Computational Linguistics and Intelligent Text Processing: by Leonardo Lesmo, Alessandro Mazzei, Daniele P. Radicioni

By Leonardo Lesmo, Alessandro Mazzei, Daniele P. Radicioni (auth.), Alexander Gelbukh (eds.)

This two-volume set, which includes LNCS 6608 and LNCS 6609, constitutes the completely refereed lawsuits of the twelfth overseas convention on laptop Linguistics and clever Processing, held in Tokyo, Japan, in February 2011. The seventy four complete papers, provided including four invited papers, have been rigorously reviewed and chosen from 298 submissions. The contents were ordered based on the next topical sections: lexical assets; syntax and parsing; part-of-speech tagging and morphology; be aware feel disambiguation; semantics and discourse; opinion mining and sentiment detection; textual content new release; computing device translation and multilingualism; info extraction and data retrieval; textual content categorization and type; summarization and spotting textual entailment; authoring reduction, errors correction, and elegance research; and speech reputation and generation.

Extra info for Computational Linguistics and Intelligent Text Processing: 12th International Conference, CICLing 2011, Tokyo, Japan, February 20-26, 2011. Proceedings, Part II

Example text

We will now give a formal description of our model to extract segment-pairs for clustering and template-induction. 1 Formal Description of the Model If the source sentence has S words (as in Fig. tτ , our goal is to define a probability model P ˆ between sS1 and tτ1 , and then find the best possible segment boundaries B ˆ S , tτ ) = arg max P (b|sS , tτ ) . tchkn , where m and n are random variables. ca represents alignments between the source and target chunks, wa represent alignments between the source and target words.

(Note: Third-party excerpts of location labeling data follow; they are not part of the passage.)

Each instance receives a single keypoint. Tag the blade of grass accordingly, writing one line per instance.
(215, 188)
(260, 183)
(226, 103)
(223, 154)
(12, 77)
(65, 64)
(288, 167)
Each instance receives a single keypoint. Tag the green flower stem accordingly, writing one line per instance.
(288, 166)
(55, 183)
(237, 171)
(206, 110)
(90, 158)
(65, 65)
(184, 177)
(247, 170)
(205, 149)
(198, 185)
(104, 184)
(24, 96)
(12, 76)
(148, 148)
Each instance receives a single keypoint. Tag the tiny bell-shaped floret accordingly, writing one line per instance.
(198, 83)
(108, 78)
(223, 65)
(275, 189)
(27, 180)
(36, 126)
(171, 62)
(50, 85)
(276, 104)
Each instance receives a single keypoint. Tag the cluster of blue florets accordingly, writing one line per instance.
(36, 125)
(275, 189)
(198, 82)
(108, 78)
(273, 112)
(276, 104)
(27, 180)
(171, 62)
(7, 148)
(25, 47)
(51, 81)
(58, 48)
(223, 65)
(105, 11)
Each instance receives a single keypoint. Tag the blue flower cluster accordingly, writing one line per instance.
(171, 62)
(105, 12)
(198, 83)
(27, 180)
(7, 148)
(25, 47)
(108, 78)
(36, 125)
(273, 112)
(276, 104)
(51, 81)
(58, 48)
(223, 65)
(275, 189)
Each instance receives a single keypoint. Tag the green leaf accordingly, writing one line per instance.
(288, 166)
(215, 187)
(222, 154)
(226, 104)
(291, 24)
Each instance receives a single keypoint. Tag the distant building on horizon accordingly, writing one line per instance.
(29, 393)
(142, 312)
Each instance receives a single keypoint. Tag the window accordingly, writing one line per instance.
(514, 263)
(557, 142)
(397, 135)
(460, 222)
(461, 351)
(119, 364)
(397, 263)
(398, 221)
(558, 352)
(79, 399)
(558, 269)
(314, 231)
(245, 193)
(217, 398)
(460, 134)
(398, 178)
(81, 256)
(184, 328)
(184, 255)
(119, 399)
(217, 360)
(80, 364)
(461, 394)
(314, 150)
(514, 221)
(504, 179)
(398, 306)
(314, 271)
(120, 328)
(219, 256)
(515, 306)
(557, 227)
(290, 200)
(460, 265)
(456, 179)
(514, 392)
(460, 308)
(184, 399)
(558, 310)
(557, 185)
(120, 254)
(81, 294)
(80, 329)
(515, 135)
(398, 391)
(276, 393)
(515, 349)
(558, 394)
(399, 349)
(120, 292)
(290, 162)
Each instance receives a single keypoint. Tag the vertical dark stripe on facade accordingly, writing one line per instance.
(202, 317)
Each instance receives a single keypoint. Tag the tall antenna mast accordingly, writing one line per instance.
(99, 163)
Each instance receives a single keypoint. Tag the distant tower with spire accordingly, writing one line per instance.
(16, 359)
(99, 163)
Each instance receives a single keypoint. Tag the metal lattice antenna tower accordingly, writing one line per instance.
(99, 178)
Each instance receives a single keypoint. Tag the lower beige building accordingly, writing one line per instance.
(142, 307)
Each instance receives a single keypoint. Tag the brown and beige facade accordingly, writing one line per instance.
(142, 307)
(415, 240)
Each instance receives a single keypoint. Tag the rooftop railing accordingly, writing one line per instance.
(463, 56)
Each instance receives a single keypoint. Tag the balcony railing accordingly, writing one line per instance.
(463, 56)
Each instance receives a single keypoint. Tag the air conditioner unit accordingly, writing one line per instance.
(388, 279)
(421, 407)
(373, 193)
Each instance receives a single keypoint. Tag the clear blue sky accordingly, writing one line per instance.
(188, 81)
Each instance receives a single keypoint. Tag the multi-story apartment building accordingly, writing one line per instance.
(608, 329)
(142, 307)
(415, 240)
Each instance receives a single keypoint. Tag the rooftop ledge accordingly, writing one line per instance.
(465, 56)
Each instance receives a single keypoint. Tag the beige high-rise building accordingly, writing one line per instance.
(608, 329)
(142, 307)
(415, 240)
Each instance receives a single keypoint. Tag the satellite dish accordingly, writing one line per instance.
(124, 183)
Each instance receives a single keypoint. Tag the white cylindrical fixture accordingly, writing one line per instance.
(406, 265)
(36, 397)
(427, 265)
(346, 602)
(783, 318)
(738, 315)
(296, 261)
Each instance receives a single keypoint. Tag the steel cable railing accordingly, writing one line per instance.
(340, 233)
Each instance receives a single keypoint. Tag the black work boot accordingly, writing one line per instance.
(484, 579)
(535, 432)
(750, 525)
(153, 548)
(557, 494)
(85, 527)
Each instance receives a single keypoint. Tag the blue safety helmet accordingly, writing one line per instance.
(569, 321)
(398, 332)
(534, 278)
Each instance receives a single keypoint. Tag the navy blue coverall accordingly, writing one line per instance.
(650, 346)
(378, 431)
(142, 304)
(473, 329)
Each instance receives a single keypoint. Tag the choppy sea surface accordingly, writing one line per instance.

One of the first studies is made on bilingual co-occurrence pattern matching [3]. The context-vector is introduced in [12], relying on a bilingual lexicon. With the same philosophy, other works are done with a thesaurus [13]. This approach is the basis of the work presented in this paper. It is also possible to induce a seed-words lexicon from monolingual sources, as described in [14]. Other studies were made on the association measures between a term and its context in order to build the most accurate context-vector.

1 we present the fragment of the CCG for the lexical elements involved. Each element in the grammar has four categories: LEX, that contains the lexical form of the item; PoS, that contains the part of speech category; SynCAT, that contains the syntactic category; SemCAT, that contains the semantic category. Note that SynCAT e SemCAT are related by using semantic variables (xi and zj in Tab. 1): these 4 Note that ontological patterns could be written in terms of FOL predicates and, since Hybrid Logic is equivalent to a fragment of FOL, we could rewrite these FOL predicates in terms of hybrid logic, identifying first order variables with nominals of hybrid logic [12].